General Vacancy and Credit Loss are calculated exactly the same way within Assess, although they mean different things and as a result represent different assumptions.
An underwriting tool used to discount scheduled revenues by some figure, often around 5-10%, to account for unforeseeable tenant vacancy.
An underwriting tool used to discount schedule revenues by some figure in order to account for tenant credit risk.
Tenancy Loss Methods
All Tenant Income
The General Vacancy Loss factor will reduce actual scheduled income from tenants.
All Market Income
If selected, the General Vacancy Loss will only apply to those spaces designated as "Market" (i.e. not "Contract") on the Rent Roll tab. An underwriter might elect to use this option if there were a credit tenant already under contract whose income could be considered nearly certain.

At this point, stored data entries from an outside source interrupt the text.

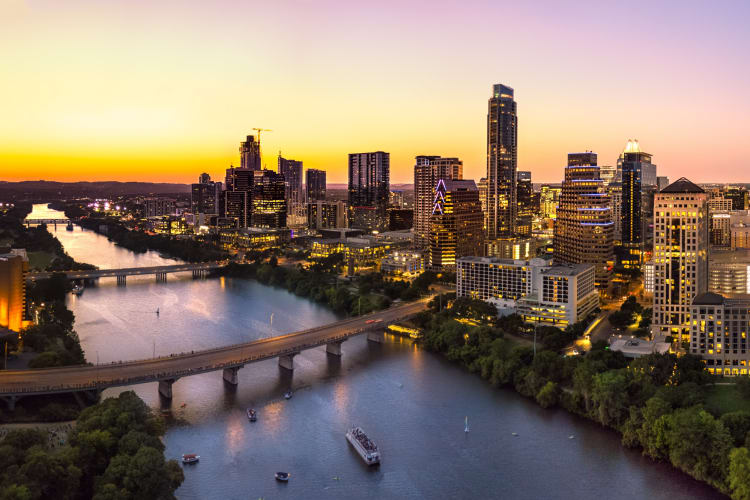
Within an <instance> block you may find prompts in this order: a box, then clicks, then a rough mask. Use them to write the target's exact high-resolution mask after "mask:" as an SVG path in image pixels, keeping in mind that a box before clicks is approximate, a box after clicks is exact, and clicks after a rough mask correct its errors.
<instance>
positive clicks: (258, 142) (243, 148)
mask: <svg viewBox="0 0 750 500" xmlns="http://www.w3.org/2000/svg"><path fill="white" fill-rule="evenodd" d="M260 165H261V164H260V137H259V138H258V141H256V140H255V136H252V135H248V136H247V140H244V141H242V142H241V143H240V167H241V168H248V169H250V170H260Z"/></svg>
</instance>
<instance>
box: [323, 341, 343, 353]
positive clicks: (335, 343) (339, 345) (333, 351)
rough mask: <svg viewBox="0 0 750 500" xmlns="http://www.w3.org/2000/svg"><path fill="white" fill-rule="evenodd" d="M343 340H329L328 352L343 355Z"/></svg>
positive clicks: (327, 352) (326, 347)
mask: <svg viewBox="0 0 750 500" xmlns="http://www.w3.org/2000/svg"><path fill="white" fill-rule="evenodd" d="M343 343H344V341H343V340H338V341H336V342H329V343H327V344H326V352H327V353H328V354H332V355H334V356H341V344H343Z"/></svg>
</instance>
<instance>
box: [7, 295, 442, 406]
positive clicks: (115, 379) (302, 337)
mask: <svg viewBox="0 0 750 500" xmlns="http://www.w3.org/2000/svg"><path fill="white" fill-rule="evenodd" d="M429 300H430V298H429V297H426V298H423V299H420V300H418V301H416V302H410V303H407V304H402V305H397V306H393V307H390V308H389V309H385V310H383V311H377V312H374V313H371V314H368V315H365V316H359V317H355V318H349V319H345V320H341V321H338V322H336V323H332V324H329V325H324V326H319V327H315V328H310V329H308V330H303V331H299V332H295V333H289V334H286V335H279V336H277V337H271V338H265V339H260V340H254V341H252V342H246V343H243V344H236V345H230V346H226V347H218V348H215V349H207V350H203V351H191V352H183V353H178V354H171V355H169V356H162V357H158V358H152V359H144V360H139V361H119V362H114V363H109V364H98V365H79V366H68V367H62V368H45V369H36V370H5V371H0V399H2V400H3V401H5V402H6V404H7V405H8V408H9V409H10V410H13V409H14V408H15V403H16V401H17V400H18V399H20V398H22V397H24V396H35V395H45V394H61V393H74V394H80V393H83V394H86V395H87V396H89V397H90V398H91V399H95V398H96V397H98V395H99V393H101V391H102V390H104V389H107V388H109V387H119V386H129V385H135V384H145V383H149V382H158V383H159V393H160V394H161V395H162V396H163V397H165V398H167V399H171V398H172V384H174V383H175V382H176V381H177V380H178V379H180V378H182V377H189V376H191V375H198V374H200V373H206V372H212V371H218V370H222V372H223V378H224V381H225V382H226V383H228V384H230V385H237V383H238V378H237V371H238V370H239V369H240V368H242V367H243V366H245V365H246V364H248V363H254V362H257V361H263V360H266V359H270V358H278V359H279V366H281V367H282V368H285V369H287V370H293V369H294V361H293V360H294V356H296V355H297V354H299V353H300V352H301V351H303V350H306V349H313V348H316V347H321V346H324V345H325V346H326V352H328V353H329V354H331V355H334V356H340V355H341V343H342V342H344V341H345V340H346V339H348V338H349V337H353V336H355V335H360V334H363V333H367V334H368V338H369V339H370V340H379V339H382V336H383V335H384V331H385V328H386V327H387V326H388V325H390V324H393V323H396V322H399V321H403V320H406V319H409V318H412V317H414V316H415V315H417V314H419V313H420V312H422V311H424V310H426V309H427V303H428V301H429Z"/></svg>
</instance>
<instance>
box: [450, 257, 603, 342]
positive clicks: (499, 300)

Dynamic Loss adjusts the vacancy deduction based on the percentage of rental income designated as "Contract" versus "Market." Dynamic Loss selects the lesser of the actual percentage of the property's income that is designated as Market, and the specified "Dynamic Loss %." For example, let's say that a property's Dynamic Loss % is 5%, and rental income is 90% Contract / 10% Market. Dynamic Loss uses the lesser of 10% and 5% to calculate a vacancy deduction - in this case 5%. If this same property's rental income is 98% Contract / 2% Market, then Dynamic Loss uses the lesser of 2% and 5% - in this case 2%.